Eres demasiado grande —dijo Richard.

No era que le disgustara su forma masiva, pero prefería poder sentarse sobre un caballo de tamaño normal.

Atenea asintió, y su cuerpo comenzó a encogerse hasta alcanzar un tamaño normal.

Su aura también se volvió menos opresiva, haciendo que pareciera como si solo fuera de Nivel 12 o 13.

Por supuesto, sus alas permanecieron.

Ya no podían desaparecer — se habían convertido en parte de su verdadera forma.

Incluso en Nivel 11, se suponía que debía tener esas alas.

¡Whoosh!

Richard condujo al caballo fuera del Salón del Dragón, lo que naturalmente los llevó de regreso a su habitación.

Era lo suficientemente espaciosa para albergar varios caballos, así que no había problema.

Incluso la ventana era lo suficientemente grande para que un caballo saltara a través de ella.

—¡Vamos!

—Richard montó sobre la espalda de Atenea y la instó a saltar hacia la ventana y volar.

¡Whoosh!

El caballo saltó, plegando sus alas antes de extenderlas ampliamente en el momento en que salió de la habitación.

En lugar de caer, Atenea se elevó más alto una vez que alcanzó el aire libre.

A diferencia de sus alas de dragón, las de Atenea no creaban fuertes ráfagas.

Eran más como las alas de un pájaro.

¡Whoosh!

Ascendió más alto, atravesando las nubes con facilidad.

Cuando alcanzaron cierta altitud, Richard podía ver la ciudad entera — y el vasto océano más allá.

Para su sorpresa, el cielo no estaba tan vacío como había imaginado.

Vio muchas aves gigantes volando alrededor, llevando personas desde diferentes direcciones.

Por supuesto, sus niveles no eran ni de cerca tan altos como el de Atenea — la mayoría oscilaba entre el Nivel 6 y 15.

Pero debido a que eran especies grandes, podían transportar fácilmente pasajeros en sus espaldas.

Lo que le asombró aún más, sin embargo, fueron varios humanos volando con sus propios cuerpos.

Ni siquiera parecía que estuvieran volando — más bien caminando a través del aire mismo.

Aquellos que montaban aves gigantes evitaban a tales personas, claramente temerosos de ofenderlos.

Naturalmente, Richard no temía a nadie.

Ya podía luchar contra Magos de Nivel Bajo del Reino Mundial.

Le ordenó a Atenea volar directamente hacia el mar — ahí es donde residía su curiosidad.

Desde arriba, vio muchos barcos de madera — algunos enormes — navegando a gran velocidad.

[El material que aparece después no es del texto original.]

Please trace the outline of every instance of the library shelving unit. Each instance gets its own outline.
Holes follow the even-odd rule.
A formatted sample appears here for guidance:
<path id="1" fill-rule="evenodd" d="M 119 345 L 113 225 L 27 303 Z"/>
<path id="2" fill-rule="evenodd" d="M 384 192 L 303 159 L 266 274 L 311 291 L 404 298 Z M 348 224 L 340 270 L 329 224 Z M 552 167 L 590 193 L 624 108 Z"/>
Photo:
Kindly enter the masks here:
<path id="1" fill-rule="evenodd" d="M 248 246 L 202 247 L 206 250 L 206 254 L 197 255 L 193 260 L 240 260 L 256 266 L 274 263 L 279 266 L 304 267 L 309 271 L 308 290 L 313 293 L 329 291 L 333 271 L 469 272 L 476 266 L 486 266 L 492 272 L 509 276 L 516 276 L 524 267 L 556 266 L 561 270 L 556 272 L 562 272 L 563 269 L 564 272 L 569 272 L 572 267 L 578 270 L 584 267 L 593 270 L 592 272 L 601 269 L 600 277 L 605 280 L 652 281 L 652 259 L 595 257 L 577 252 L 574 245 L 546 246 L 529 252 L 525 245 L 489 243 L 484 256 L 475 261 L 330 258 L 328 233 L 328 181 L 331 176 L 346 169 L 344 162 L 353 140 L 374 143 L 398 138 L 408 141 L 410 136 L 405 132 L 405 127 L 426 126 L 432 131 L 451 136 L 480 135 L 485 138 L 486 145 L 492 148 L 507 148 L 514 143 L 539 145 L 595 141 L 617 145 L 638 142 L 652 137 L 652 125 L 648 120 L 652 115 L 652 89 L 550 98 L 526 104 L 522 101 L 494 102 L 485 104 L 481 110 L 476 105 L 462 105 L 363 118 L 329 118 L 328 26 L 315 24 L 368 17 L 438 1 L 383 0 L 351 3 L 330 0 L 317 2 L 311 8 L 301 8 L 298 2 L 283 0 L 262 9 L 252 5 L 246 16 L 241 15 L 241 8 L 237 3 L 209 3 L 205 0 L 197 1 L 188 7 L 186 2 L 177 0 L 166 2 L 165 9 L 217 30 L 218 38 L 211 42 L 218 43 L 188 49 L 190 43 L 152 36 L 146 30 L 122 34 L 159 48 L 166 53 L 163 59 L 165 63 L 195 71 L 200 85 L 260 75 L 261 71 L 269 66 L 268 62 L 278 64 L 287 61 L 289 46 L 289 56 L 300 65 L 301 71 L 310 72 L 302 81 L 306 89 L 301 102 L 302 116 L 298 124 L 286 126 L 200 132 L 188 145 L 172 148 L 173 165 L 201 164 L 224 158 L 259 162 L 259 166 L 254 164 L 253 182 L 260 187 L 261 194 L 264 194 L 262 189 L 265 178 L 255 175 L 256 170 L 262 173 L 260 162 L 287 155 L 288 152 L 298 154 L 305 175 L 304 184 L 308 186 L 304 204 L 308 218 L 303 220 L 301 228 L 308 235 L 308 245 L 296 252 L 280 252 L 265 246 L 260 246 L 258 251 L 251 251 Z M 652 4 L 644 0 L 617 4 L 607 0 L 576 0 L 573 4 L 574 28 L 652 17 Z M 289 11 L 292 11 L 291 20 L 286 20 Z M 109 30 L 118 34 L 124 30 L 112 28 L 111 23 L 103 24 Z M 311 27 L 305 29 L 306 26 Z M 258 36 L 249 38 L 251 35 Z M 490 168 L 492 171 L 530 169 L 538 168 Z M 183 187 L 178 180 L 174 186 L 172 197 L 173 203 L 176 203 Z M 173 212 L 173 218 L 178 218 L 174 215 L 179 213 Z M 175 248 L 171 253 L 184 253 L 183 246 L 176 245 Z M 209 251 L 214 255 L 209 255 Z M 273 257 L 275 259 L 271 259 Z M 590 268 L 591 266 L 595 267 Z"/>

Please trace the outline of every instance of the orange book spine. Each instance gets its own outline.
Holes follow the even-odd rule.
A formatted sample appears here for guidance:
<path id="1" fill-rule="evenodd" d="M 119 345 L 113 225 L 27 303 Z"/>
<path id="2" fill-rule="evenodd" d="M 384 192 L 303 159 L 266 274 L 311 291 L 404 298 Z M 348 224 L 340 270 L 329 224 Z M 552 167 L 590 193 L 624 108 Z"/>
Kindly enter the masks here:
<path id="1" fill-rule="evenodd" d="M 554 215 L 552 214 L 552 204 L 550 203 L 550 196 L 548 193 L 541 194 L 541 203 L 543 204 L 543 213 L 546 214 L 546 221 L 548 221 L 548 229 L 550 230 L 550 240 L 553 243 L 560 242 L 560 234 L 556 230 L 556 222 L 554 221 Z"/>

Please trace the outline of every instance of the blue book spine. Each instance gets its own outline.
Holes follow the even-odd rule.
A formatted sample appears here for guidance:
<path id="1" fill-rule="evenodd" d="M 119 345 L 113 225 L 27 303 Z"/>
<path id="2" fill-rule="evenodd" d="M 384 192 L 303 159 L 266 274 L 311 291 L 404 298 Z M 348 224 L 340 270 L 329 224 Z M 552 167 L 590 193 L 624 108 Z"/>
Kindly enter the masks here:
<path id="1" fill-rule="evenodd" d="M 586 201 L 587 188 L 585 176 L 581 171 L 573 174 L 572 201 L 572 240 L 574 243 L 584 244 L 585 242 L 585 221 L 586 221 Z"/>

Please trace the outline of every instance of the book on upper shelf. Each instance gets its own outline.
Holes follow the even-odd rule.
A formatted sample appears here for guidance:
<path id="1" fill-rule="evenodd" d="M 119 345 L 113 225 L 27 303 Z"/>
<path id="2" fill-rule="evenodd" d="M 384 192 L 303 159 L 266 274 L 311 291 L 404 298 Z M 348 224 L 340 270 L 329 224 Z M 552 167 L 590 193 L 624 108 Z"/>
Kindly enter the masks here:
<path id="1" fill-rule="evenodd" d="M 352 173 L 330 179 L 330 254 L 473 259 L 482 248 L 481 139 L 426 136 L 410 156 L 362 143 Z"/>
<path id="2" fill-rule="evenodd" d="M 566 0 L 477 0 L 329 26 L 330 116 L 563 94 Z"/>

Volando sobre el mar, sintió numerosas auras amenazantes elevándose desde debajo de las olas, aparentemente pertenecientes a enormes bestias marinas.

A través de la superficie del agua, Richard podía ver débilmente varias sombras enormes moviéndose en las profundidades.

—Mm…

Una isla no muy lejos del continente llamó su atención.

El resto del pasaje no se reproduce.